Вы оставили неприкосновенному королю право назначать представителей власти, но теперь вы вынуждены снабдить их ответственностью. Чтобы быть независимым, король должен остаться неприкосновенным; не будем удаляться от этого принципа; мы не переставали следовать ему относительно частных лиц, станем же соблюдать его и по отношению к монарху. Наши убеждения, конституция, закон объявляют, что он не низложен; итак, нам должно выбирать между привязанностью к конституции и неприязнью к человеку. Так я спрошу того из вас, кто питает против главы исполнительной власти всевозможные предубеждения и неприязнь, — я попрошу такого человека сказать нам: неужели раздражение против короля в нем сильнее привязанности к отечеству? Тем, кто задыхается от ярости против согрешившего человека, я сказал бы: „Значит, если бы вы были им довольны, то пали бы к его ногам?“ (Продолжительные рукоплескания.) Люди, которые хотят пожертвовать вражде к человеку своей конституцией, кажутся мне склонными жертвовать свободой из энтузиазма по отношению к другому человеку. Энтузиазм еще опаснее ненависти, потому что французская нация — вы это знаете — умеет больше любить, чем ненавидеть.

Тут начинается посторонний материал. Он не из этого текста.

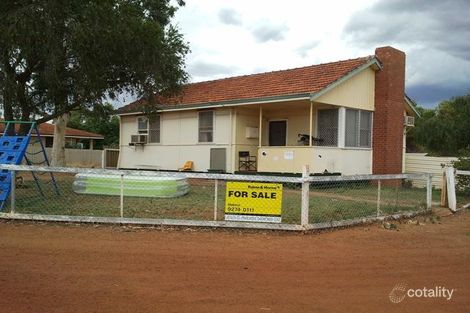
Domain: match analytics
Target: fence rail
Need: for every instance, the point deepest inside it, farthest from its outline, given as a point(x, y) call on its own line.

Я не боюсь, как уже сказал, нападения ни иностранцев, ни эмигрантов, но сегодня с той же искренностью говорю, что боюсь продолжения волнений, которые не перестанут тревожить нас, пока революция не достигнет полного и мирного конца. Извне нам не могут сделать никакого зла, но нам причиняют сильное зло внутри, когда стараются продлить революционное движение, которое разрушило все, что можно было разрушить, и привело нас туда, где нужно наконец остановиться. Если революция сделает еще шаг, то этот шаг будет уже небезопасен. Итак, время закончить революцию. Она должна остановиться в тот момент, когда нация сделается свободной, а все французы — равными. Если она будет продолжаться, то покроет позором себя и нас.
Обновители государства, следуйте неуклонно по вашему пути; вы выказали мужество и силу, покажите же теперь мудрость и умеренность. Вот где будет апогей вашей славы. Удалившись к своим очагам, вы если не получите всеобщих благословений, то по крайней мере заставите замолчать клевету…»
Эта речь, лучшая из речей Варнава, прервала на несколько дней попытки провозгласить республику. Неприкосновенность короля, признаваемая в принципе, была признана на деле. Буйе и его сообщников передали Верховному суду в Орлеане.
Пока эти люди, исключительно политики, следя, каждый по своему разумению, за ходом революции, мужественно хотели остановить ее там, где останавливались их взгляды, революция продолжала свой путь. Ее идея была слишком велика, чтобы уместиться в голове одного публичного человека.
Независимо от национальных собраний, она создала себе два рычага, еще более могучих и страшных, предназначенных для того, чтобы шевелить и встряхивать этих политиков, если бы они вздумали остановиться, когда она хотела продолжать свой ход. Такими рычагами стали печать и клубы. Они относились к легальным собраниям как чистый воздух относится к спертому.
В течение полувека перед революцией печать оставалась громким и звучным эхом мысли мудрецов и реформаторов. Как только разразилась революция, печать сделалась бурным и циничным отголоском народных страстей. Книг более не издавалось, для этого не было времени; пресса выходила сначала в виде брошюр, а потом во множестве летучих листков, которые, распространяясь по низкой цене или даже бесплатно, призывали толпу к чтению и обсуждению.
Мирабо, желающий, чтобы слово революции разносилось по департаментам, несмотря на постановления правительства, создал такой рупор в «Письмах к избирателям», которые потом превратились в «Курьер Прованса». С открытием Генеральных штатов и взятием Бастилии появились и другие газеты. Каждому новому проявлению революции соответствовало рождение новых печатных изданий. Главным органом народной агитации стала тогда еженедельная газета «Парижские революции» под редакцией Лустало, выходившая тиражом в 200 000 экземпляров. Ее направление выражалось в эпиграфе: «Великие люди только потому кажутся нам великими, что мы стоим на коленях; встанем же!» Памфлет «Разговоры фонаря с парижанами» стал делом Камилла Демулена. Никто лучше Демулена не олицетворял в себе толпу; это была сама толпа, с ее неожиданными и бурными движениями, с ее подвижностью, непоследовательностью, яростью, прерываемой смехом. Он был не только знамением народа, он был самим народом.